How to deduplicate iMovie files in "Original Media"?

With each project, iMovie imports videos, images, and audio into an iMovie Library.imovielibrary. I want my originals in a separate folder, along with other originals that I didn't import into iMovie and others for which I use other tools such as ffmpeg, but I still want to keep the ability to edit and export projects. At the moment I have videos in two places and the iMovie library is a bloated 300 GB in a 1 TB drive.

How can I avoid duplicating video or other files in an iMovie library and save disk space?


Solution 1:

First a disclaimer: As you can see from miguelmorin's answer, some people have created various scripts to replace the duplicate images and videos in the iMovies library with hard links or symlinks. Before going any further, I would avoid hard links. Symlinks seem to work fine with iMovie, and hard links can have weird side effects, for instance Time Machine may back them up as separate files.

In my case, I used rdfind, which is an existing utility for cleaning up duplicate files and isn't specific to iMovie or even macOS.

  1. Install rdfind

    brew install rdfind
    
  2. Do a dry run

    e.g.

    rdfind -dryrun true -minsize 1048576 -makesymlinks true ~/Pictures/ ~/Movies/
    
    • -minsize is used to avoid touching any files that aren't image or video files. Adjust it as needed.
    • Replace ~/Pictures/ with the location(s) of the original image/video files. You can list as many directories as you want, but ~/Movies/ should be last because rdfind expects the locations of the original files to be listed first.

    Update: YMMV but it looks like iMovie 10 puts all of the original images and videos in Original Media directories under ~/Movies/iMovie Librarie.imovielibrary. This will go through those directories only and run rdfind on them, in which case -minsize shouldn't be needed (as above, replace ~/Pictures/ as needed):

    find ~/Movies/ -type d -name "Original Media" -exec rdfind -dryrun true -makesymlinks true ~/Pictures/ {} \;
    
  3. Create the symlinks

    Once you're happy with the output of the command from the dry run, remove -dryrun true to replace the duplicate files with symlinks, e.g.

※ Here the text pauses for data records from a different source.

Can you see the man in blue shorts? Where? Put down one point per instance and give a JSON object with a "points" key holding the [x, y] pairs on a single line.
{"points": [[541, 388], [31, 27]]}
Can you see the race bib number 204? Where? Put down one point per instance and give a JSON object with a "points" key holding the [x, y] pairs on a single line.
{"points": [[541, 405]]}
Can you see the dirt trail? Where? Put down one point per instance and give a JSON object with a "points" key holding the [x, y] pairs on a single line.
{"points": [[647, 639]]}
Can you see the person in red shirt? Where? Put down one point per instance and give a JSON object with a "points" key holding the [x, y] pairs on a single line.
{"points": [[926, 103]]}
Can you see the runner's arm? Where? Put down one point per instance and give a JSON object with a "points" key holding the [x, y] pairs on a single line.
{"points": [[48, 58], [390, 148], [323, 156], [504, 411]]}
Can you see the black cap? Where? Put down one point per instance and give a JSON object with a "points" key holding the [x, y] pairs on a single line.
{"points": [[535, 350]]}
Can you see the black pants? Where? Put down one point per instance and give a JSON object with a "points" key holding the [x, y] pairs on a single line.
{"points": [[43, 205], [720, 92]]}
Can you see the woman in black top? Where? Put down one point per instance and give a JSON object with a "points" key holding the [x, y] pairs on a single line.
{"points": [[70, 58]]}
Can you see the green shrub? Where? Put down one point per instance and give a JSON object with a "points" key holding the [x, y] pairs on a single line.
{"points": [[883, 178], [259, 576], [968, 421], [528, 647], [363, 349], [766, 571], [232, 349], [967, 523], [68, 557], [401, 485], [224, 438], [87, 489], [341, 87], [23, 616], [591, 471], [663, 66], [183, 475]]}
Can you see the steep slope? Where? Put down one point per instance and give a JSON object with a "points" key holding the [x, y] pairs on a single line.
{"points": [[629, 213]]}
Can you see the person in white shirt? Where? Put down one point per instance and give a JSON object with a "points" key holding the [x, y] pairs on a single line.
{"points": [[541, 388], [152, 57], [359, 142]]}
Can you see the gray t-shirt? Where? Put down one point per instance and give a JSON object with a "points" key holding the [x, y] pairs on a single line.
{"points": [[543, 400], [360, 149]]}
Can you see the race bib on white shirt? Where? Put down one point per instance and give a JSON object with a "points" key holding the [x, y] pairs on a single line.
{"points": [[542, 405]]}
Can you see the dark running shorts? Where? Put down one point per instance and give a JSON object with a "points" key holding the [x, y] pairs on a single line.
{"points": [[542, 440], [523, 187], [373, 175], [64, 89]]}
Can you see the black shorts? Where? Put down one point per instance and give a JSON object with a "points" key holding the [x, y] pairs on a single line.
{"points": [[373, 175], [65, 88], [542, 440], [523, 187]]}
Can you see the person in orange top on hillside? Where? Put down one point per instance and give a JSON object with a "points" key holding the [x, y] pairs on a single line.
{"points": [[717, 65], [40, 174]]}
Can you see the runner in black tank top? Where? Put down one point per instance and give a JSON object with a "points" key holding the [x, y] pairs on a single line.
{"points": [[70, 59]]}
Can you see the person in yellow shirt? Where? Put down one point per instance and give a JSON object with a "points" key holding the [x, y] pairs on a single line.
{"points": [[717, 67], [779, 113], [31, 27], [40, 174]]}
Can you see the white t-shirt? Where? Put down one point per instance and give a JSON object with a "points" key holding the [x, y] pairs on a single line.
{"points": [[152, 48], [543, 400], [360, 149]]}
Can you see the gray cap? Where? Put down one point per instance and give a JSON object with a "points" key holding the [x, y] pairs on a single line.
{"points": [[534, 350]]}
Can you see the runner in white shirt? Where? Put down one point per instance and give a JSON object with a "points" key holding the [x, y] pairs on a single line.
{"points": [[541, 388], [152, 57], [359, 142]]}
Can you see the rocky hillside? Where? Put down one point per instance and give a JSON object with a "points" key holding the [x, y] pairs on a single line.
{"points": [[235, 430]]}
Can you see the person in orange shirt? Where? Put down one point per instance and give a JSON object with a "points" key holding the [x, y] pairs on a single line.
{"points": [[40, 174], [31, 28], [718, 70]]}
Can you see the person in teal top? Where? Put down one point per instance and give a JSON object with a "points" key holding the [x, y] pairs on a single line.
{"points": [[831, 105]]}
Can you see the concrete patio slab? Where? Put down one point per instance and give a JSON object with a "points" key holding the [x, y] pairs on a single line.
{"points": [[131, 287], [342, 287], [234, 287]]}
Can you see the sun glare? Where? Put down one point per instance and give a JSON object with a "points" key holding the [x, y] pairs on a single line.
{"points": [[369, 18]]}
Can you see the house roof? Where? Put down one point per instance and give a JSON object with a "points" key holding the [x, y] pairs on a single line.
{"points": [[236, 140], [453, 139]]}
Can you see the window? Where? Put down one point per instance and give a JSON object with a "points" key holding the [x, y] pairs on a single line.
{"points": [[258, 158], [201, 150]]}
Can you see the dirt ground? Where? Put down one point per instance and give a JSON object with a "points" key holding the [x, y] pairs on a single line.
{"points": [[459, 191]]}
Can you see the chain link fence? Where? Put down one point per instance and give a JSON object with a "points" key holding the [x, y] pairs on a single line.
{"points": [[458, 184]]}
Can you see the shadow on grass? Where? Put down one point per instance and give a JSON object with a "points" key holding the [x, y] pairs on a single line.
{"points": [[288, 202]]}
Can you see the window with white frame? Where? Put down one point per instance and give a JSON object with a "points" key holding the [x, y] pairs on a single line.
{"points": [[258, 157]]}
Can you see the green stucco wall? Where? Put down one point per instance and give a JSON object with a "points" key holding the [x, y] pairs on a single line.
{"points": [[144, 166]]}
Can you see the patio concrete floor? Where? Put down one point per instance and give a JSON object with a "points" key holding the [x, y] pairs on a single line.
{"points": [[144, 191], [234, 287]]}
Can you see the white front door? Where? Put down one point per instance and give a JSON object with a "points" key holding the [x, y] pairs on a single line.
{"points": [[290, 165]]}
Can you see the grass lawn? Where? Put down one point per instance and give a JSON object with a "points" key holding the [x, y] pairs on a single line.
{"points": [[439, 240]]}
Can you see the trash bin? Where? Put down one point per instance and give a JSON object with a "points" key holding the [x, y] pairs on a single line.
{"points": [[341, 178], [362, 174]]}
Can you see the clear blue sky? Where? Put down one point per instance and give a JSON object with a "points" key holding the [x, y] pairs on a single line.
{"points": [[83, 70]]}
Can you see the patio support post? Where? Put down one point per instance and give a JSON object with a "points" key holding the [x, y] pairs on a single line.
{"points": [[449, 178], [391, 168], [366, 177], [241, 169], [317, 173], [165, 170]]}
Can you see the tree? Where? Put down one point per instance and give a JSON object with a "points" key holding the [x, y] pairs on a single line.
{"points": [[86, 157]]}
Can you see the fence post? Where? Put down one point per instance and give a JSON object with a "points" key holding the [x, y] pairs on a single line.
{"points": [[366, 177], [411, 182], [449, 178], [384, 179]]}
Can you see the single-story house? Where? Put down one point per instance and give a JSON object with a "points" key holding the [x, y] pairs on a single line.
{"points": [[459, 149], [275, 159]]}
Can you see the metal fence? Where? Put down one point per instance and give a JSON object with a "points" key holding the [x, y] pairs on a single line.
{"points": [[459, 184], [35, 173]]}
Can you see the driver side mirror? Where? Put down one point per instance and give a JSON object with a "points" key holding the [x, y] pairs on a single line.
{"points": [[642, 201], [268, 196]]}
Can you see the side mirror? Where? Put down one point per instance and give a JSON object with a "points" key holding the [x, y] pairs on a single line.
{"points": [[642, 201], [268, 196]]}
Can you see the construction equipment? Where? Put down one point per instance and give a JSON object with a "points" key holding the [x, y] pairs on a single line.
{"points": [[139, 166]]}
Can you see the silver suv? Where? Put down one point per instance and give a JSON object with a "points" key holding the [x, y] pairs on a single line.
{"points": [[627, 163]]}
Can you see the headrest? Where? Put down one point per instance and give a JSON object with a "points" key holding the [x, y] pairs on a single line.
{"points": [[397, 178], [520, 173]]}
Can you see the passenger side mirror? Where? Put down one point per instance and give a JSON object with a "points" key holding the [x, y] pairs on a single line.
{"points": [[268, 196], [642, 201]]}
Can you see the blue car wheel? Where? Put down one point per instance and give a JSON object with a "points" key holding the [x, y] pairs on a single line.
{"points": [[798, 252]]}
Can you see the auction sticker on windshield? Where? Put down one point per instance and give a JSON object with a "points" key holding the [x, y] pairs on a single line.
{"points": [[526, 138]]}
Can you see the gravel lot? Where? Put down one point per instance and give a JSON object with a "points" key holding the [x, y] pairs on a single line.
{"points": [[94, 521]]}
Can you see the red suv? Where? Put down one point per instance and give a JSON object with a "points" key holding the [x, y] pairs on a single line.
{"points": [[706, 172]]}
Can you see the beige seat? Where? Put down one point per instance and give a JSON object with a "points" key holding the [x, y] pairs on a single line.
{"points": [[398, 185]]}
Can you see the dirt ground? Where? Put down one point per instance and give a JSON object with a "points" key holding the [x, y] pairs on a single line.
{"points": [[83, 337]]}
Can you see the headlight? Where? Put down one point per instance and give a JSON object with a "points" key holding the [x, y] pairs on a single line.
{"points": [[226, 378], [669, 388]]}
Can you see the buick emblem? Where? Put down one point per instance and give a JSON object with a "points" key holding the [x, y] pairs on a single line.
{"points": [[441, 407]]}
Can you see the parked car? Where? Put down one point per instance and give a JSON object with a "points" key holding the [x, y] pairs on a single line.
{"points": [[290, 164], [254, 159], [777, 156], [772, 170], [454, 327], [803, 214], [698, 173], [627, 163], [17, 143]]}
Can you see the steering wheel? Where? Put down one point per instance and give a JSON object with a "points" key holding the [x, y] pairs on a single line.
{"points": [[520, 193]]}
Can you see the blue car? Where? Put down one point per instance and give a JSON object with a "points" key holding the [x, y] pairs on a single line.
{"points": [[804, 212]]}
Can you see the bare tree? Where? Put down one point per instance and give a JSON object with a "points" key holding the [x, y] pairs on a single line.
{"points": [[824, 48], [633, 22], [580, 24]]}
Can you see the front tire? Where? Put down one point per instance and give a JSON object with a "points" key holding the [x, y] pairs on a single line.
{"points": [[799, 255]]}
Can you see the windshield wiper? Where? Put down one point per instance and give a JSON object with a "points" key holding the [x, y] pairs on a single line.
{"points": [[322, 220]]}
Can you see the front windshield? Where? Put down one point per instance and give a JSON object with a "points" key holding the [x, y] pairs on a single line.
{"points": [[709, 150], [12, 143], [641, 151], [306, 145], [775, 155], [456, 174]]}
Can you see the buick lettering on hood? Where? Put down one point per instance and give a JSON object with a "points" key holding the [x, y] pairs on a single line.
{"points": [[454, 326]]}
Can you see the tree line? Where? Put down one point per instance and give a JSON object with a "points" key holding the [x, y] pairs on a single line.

    rdfind -minsize 1048576 -makesymlinks true ~/Pictures/ ~/Movies/
    

    Or:

    find ~/Movies/ -type d -name "Original Media" -exec rdfind -makesymlinks true ~/Pictures/ {} \;
    

Pros:

  • Dry run option to show you what it's going to do first
  • Will actually check the files to see if they're the same rather than just compare file names
  • Will find duplicates even if the filenames are different

Cons:

  • There's no way to restrict it to only image and video files (worked around above either by using -minsize or by only running rdfind on the Original Media directories)

Solution 2:

This page suggests replacing the video files with links to the original, which saves space. It has this gist in ruby, and I coded this gist in Python, which is also below. The iMovie library went from 300 GB to 5 GB because I skipped two projects I was still working on.

Like the ruby version:

  • it goes through an iMovie 10 library and replaces the files in Original Media for which it can find a correspondence with links
  • it requires you to import into the library, quit iMovie, and then run the script.

Unlike the ruby version:

  • it uses symlinks to the original media instead of hard links (I confirmed that it works just as well)
  • you can define the filetypes to replace (movie, audio, image)
  • you can adapt the global variable PROJECTS_TO_SKIP to avoid replacing media on some projects that you may be working on.
  • you can skip projects that you're still working on
  • it assumes that your iMovie library and originals folder are organized by the same event name, because in my case I had multiple DSC001.MOV and I use the event name to distinguish them
  • if the event names are different, e.g. if you create two events titled "movie" then iMovie renames the second to "movie 1", you can adapt the global variable SHOW_NAME_CORRESPONDENCE to map the name of the iMovie event to the name of the folder with the original content.
import doctest
import glob
import os
import pathlib
import shutil
import sys

FILE_SUFFIXES_LOWERCASE = [".mp4", ".mts", ".mov", ".jpg", ".jpeg", ".png"]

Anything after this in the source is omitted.